En kötüsü de bu ya … şimdi ben ne yapacağım diye, ellerini kafasının arasına alıp cevap bulamamaktı. Cevap bulmaya çalıştıkça çevresine şaşkın şaşkın bakıp, ben bu dünyaya ait değilim deyip, daha da bir girdaba düşüyordu. Ait olmadığı yerde, ait olmadığı insanlarla yaşamaya çalışıyordu. Bazen gökyüzüne bakıp lütfen ben buraya ait değilim; ait olduğum yere alın beni diye dua ediyordu. Ya ait olmadığı yerde ait olmadığı insanlarla yaşamayı öğrenecek, ya da ait olduğu yeri düşünerek çok zor olsa da yeni bir başlangıç yapacaktı. Gözünün feri gitmiş nereden başlayacağını bilemeden boş gözlerle etrafa bakınırken, hep dik durmaya çalışıyordu.
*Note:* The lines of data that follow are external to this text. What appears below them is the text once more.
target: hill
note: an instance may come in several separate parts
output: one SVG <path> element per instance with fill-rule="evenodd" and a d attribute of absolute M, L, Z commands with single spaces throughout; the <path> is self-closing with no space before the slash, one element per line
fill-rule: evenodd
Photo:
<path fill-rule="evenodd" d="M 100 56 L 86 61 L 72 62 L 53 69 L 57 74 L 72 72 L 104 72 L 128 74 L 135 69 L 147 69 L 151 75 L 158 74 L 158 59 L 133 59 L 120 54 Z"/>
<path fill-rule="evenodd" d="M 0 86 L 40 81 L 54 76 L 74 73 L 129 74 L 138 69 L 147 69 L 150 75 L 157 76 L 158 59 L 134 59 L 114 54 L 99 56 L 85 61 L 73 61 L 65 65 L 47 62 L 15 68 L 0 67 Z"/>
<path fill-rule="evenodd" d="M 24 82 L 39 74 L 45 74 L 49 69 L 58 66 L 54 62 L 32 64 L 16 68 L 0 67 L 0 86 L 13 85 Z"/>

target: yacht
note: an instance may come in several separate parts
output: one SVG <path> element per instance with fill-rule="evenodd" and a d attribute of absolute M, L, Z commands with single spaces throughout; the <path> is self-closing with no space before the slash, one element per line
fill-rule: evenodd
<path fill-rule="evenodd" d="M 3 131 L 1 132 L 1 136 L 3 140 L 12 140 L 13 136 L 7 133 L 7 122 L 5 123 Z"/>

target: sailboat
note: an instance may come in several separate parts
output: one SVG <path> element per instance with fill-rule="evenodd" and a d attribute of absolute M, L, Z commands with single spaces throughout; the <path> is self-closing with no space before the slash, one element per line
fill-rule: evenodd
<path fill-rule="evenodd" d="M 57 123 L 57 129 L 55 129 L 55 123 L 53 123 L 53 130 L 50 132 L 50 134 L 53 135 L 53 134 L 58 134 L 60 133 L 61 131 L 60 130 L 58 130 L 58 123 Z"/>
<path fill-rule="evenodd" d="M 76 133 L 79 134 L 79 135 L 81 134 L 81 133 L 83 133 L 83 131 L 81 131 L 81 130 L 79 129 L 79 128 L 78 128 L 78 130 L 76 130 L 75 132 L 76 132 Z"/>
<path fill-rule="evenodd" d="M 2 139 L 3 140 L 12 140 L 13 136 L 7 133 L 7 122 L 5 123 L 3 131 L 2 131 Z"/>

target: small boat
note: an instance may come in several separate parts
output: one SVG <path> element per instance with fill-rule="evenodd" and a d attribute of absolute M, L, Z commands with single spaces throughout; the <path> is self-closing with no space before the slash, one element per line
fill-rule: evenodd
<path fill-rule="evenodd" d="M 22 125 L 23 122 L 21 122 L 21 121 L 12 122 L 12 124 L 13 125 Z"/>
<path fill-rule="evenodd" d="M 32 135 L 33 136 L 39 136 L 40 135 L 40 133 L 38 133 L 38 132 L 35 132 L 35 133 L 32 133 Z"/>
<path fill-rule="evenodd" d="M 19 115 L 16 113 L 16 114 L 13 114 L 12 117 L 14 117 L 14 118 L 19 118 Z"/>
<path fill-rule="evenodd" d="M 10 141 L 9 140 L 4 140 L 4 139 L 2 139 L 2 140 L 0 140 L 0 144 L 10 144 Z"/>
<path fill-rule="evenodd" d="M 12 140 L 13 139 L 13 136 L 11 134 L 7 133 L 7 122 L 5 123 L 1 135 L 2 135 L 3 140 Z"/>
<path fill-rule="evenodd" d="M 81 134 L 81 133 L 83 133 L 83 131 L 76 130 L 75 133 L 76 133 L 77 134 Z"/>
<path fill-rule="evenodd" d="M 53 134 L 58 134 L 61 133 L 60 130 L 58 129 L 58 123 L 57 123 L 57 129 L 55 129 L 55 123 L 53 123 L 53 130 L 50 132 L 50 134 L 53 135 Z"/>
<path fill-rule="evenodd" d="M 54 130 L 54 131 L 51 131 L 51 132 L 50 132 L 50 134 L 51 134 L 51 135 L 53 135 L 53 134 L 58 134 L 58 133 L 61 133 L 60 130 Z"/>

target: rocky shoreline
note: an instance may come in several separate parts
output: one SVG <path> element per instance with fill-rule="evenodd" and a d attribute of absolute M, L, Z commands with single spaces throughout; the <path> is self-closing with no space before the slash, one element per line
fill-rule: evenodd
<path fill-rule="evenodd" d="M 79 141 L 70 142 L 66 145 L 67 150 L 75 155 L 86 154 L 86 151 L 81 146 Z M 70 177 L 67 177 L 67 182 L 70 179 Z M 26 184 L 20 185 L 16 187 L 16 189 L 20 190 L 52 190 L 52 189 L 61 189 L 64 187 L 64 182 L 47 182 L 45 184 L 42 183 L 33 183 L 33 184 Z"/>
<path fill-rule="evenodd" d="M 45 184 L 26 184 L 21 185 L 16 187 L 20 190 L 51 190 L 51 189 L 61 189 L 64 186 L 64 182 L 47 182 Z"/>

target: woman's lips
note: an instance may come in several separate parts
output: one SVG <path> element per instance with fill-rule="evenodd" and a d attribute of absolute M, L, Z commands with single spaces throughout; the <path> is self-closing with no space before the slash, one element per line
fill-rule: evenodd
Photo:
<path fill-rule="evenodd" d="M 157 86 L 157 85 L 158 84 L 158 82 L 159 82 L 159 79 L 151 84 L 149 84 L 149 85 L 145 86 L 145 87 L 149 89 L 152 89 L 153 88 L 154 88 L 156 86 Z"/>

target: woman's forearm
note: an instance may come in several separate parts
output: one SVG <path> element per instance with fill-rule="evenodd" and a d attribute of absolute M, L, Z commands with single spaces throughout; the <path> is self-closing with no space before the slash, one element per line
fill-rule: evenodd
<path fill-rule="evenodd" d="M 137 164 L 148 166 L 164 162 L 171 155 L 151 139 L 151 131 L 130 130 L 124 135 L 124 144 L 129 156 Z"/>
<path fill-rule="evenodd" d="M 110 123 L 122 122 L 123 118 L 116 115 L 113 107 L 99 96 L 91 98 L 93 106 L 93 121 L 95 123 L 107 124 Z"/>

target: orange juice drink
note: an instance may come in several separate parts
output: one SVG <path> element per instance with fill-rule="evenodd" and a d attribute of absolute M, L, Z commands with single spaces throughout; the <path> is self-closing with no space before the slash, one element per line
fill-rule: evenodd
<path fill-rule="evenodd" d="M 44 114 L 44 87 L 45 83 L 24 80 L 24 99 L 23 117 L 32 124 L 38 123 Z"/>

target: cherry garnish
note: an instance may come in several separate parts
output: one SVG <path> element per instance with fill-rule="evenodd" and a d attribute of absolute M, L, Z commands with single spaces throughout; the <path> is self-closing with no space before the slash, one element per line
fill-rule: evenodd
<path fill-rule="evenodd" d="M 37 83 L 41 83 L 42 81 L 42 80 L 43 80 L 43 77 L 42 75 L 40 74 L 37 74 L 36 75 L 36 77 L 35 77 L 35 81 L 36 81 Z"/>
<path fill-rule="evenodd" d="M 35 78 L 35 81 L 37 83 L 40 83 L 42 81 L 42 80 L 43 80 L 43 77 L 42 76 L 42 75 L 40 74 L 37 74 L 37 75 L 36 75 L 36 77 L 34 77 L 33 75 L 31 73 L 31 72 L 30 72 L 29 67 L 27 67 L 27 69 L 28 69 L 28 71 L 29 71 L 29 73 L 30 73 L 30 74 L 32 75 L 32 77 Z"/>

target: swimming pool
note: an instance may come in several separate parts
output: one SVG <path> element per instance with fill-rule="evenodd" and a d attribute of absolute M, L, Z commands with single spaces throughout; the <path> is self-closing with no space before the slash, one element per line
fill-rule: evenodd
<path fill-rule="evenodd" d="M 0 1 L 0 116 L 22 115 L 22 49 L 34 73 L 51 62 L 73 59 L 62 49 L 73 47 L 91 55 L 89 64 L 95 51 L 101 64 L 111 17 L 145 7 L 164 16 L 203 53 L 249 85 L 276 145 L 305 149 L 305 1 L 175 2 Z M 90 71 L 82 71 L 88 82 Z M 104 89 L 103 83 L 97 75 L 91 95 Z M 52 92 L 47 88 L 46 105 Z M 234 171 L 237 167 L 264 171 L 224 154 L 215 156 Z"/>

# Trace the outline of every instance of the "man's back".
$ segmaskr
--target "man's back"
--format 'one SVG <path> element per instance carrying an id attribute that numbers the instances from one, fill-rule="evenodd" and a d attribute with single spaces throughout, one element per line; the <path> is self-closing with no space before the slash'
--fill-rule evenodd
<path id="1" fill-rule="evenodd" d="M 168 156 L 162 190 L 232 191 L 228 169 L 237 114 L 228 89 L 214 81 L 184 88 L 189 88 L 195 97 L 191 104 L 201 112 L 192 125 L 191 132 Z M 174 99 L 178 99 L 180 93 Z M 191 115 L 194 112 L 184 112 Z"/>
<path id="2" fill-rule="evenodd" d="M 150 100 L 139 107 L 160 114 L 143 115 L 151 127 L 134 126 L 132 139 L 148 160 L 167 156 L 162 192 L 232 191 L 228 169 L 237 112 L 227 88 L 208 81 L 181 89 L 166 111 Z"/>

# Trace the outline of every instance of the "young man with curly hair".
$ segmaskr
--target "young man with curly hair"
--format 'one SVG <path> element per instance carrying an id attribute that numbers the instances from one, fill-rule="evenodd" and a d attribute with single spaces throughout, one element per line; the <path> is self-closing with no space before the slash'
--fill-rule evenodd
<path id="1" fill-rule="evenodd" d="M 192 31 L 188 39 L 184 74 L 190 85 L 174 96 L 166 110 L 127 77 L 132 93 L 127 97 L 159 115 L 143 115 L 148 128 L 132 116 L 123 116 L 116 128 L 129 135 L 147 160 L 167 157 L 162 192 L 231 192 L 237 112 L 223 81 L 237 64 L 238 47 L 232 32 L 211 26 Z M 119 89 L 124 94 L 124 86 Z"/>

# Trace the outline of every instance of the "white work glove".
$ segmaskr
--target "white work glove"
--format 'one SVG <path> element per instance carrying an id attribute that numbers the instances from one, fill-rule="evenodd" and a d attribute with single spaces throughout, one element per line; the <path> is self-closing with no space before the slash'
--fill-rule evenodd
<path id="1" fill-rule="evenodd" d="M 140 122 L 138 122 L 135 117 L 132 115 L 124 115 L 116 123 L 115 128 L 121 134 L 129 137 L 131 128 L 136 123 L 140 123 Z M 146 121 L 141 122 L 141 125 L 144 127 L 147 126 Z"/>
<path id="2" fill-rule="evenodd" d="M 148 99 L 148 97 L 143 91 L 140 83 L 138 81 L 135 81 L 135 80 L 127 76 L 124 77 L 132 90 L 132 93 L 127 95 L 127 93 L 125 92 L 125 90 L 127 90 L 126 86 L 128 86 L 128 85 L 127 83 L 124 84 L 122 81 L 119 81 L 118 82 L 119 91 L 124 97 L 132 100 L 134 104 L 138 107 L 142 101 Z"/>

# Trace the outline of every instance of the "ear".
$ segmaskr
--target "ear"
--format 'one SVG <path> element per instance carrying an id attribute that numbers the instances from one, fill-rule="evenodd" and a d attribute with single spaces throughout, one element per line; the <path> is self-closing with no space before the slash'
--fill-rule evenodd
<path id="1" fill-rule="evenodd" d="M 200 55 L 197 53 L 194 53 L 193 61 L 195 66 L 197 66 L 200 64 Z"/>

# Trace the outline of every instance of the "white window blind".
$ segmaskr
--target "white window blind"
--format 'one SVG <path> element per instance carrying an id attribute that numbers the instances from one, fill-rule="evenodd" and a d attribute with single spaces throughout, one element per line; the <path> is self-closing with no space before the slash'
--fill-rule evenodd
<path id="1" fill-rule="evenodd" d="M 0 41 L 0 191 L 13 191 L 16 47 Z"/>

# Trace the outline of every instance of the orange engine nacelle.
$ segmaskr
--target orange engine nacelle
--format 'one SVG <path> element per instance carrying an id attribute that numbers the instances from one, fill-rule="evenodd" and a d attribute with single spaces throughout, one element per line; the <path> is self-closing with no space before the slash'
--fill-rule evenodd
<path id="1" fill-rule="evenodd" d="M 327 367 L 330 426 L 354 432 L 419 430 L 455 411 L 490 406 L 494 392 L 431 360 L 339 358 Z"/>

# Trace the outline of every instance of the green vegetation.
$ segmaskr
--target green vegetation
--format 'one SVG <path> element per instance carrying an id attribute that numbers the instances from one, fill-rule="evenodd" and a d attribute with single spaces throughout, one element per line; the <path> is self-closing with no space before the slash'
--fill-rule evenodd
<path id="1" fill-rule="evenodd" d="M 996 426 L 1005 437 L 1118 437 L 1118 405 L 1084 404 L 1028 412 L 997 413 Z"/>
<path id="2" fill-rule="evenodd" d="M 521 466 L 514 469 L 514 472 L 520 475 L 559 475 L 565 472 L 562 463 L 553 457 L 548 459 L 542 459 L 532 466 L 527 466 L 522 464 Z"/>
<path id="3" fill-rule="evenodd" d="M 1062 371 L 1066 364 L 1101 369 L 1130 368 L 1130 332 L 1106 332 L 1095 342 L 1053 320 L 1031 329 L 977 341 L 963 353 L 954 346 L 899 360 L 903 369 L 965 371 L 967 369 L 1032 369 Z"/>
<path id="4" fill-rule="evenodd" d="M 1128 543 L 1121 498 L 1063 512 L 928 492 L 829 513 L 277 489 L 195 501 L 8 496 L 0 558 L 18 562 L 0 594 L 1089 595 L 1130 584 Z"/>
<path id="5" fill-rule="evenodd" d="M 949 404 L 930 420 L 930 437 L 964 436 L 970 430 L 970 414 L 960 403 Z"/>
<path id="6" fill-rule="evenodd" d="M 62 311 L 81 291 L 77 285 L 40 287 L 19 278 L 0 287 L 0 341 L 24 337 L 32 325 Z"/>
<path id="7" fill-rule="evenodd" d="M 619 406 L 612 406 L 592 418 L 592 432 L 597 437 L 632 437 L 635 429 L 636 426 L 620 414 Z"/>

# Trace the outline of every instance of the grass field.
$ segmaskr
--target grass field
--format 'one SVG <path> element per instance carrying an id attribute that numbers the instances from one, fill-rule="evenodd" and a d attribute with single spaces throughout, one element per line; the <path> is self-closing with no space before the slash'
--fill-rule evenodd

Çevresindekiler iyi misin dediğinde? İyiyim bu ara çok yoğunum diye geçiştirdiğini sanıyordu. İyiyim demek adetten olmuş misali. Herkesten gözünü kaçırıyor, gözünün içine baksalar, gerçekten iyi misin? dense salya sümük ağlayacağını bildiğinden, iyiyim yorgunum biraz deyip konuyu değiştiriyordu.
Eee ne yapacaktı; yeni yol çizmeye gücü yok, eskide kalmaya dermanı yok, arafta kalmıştı işte. Düşününce daha zor günlerim oldu diyordu ama bardak o kadar zor günlerle dolmuştu ki bir damlaya yer yoktu. O damla bardağa düşmesin diye çabalıyordu. Ümidi vardı ama yeniye tahammülü yoktu. Yine mi, yine bir başlangıç; Yine mi ya yine mi yeni insanlar.